Lecture outline at telfordwork.net/classes/asp/mystics.html
One clarification:
In the lecture I use the term point vierge for the unsullied center of the soul where God can be found, but I don't mention that it's Thomas Merton's term. Teresa called it the center of the Interior Castle. The two concepts are compatible, but I should have clarified whose terminology I was using.
Here's a piece by Robert Barron that links the concept as various writers use it: https://uscatholic.org/articles/200807/youre-holier-than-you-know/ Money grafs in that article:
"When the divine is consciously acknowledged as the ground and organizing center of one's existence, something like wholeness or holiness is the result.

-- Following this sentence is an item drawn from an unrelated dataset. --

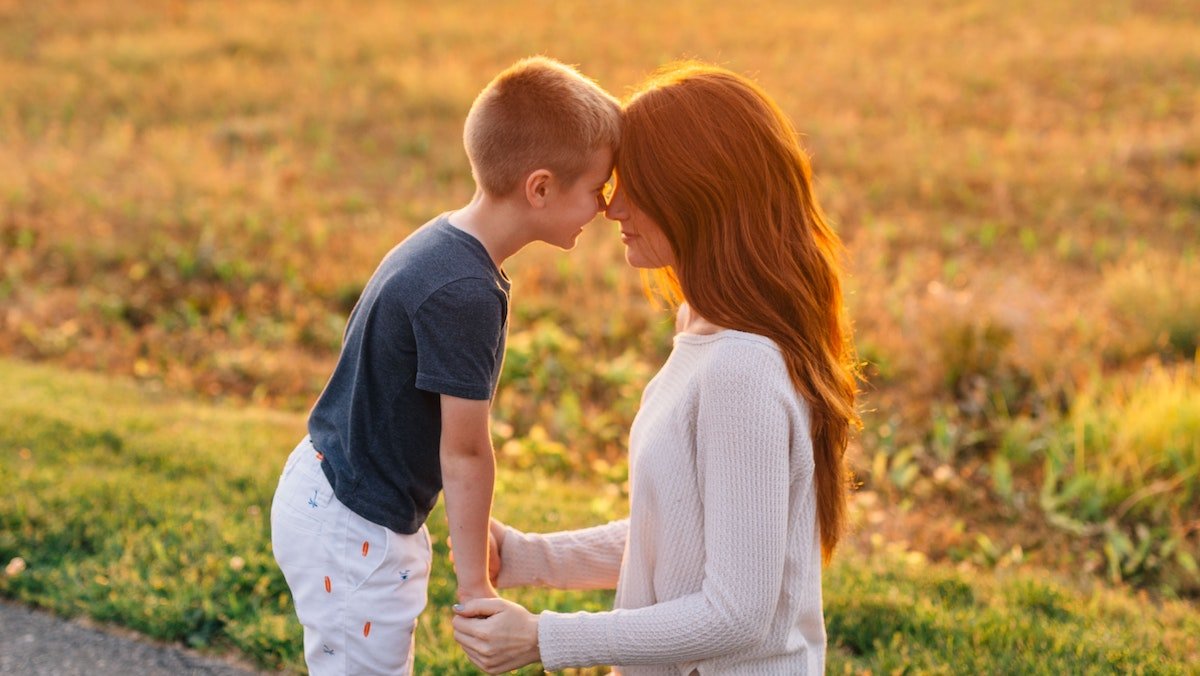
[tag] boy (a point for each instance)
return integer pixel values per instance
(406, 413)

"This same truth is indicated frequently through "soul" language. Soul is not, for Christians, some spiritual entity alongside the body; instead, it is the deepest center and source of all that we are: body, emotions, passions, and mind. It is what the Bible calls "the heart," that place-sometimes soft and pliable, other times hard as a rock-that God most often addresses and in which he longs to dwell. It is that deepest wellspring that Saint Teresa of Ávila calls the "interior castle," that Meister Eckhart refers to as the "inner wine cellar," and that Thomas Merton knows as the point vièrge, the "virginal point" where we stand unsullied in the presence of God.
"When we live in the interior castle, we are safe; when we are at home in the inner wine cellar, we are regularly intoxicated with the spirit; when we identify with the virginal point, we are one with Mystery. When we live in this space, we are, in a word, holy."